You’ll find Tottori Prefecture in the Chugoko region of western Japan, and it has some really interesting facts about it. First of all, it has the lowest population of all the Japanese prefectures, and secondly the name Tottori comes from “catching birds” because the area was well known for its bird population. It’s also the home of Shigeru Mizuki, the creator of the manga GeGeGe no Kitaro and has a whole street dedicated to him with statues of his characters all over the place. As a very rural part of Japan, you’ll also find lots of traditional culture, temples, and the only sand dunes in all of Japan.
To get here you can take the Shinkansen from Tokyo/Osaka or fly in to one of two airports in the prefecture.
With a coastal border, you should of course expect a lot of fish! But it’s not all fish, you’ll also find matsuba crab (always female in Tottori), white squid, and ago flying fish.
The ago are a popular topping for curry, first minced and then fried to look just like any other katsu curry. While this dish is served in restaurants, you’ll find every other type of seafood at any of Tottori Prefecture’s three fish markets (one which has a 7m tall statue dedicated to Shigeru Mizuki!)

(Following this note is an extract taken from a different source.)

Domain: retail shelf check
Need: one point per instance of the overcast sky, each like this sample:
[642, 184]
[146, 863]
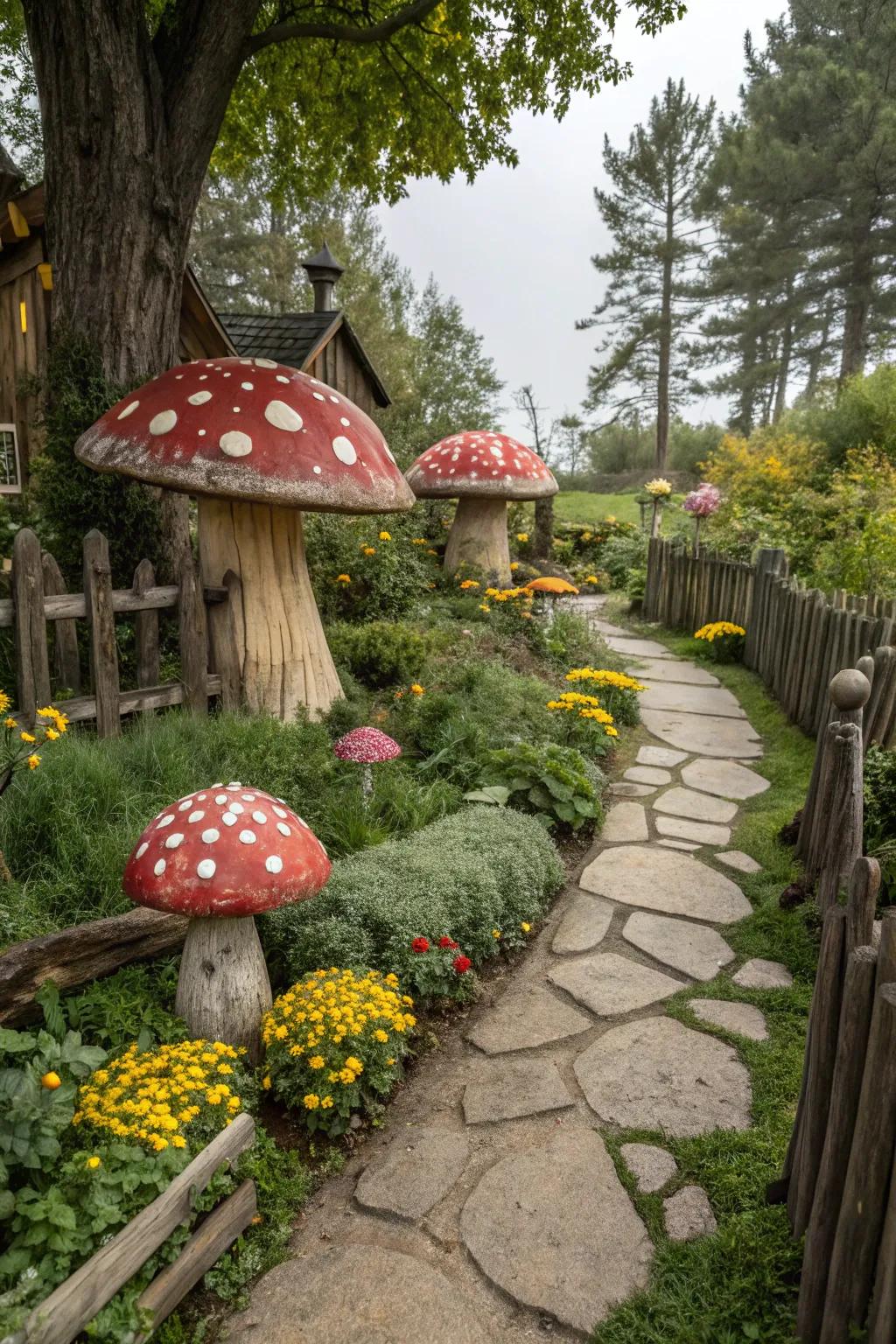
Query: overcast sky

Tottori Prefecture has two local varieties of ramen: su ramen and gyukotsu ramen. Gyukotsu is made using beef bones rather than pork, and it’s much lighter to eat. It has simple toppings and is considered the local standard for ramen choices. Su ramen uses udon style soup with ramen noodles. It has minimal toppings and is a very simple and homely food, great for cold days or when you need a little cheering up.
You may have heard of chikuwa, it’s a type of fish cake and it’s one of those foods where you know what it looks like but not what it’s called. In Tottori Prefecture, chikuwa is made with fish and tofu instead of just fish.
Itadaki is another local food that incorporates tofu. It consists of rice and vegetables wrapped in fried tofu and then cooked in fish stock. It looks a little like inari sushi.
Misasa Tochimochi Zouni
Zouni is a red bean based dessert soup with fresh mochi rice cakes in it, and the Misasa city variety uses brown mochi instead of the regular white mochi. Horse chestnuts are pounded into the rice cakes to give extra flavour and this dish even has its own organisation dedicated to promoting it.
Other foods in Tottori Prefecture include a specific type of pears, shabu shabu which is said to originate here, and way more!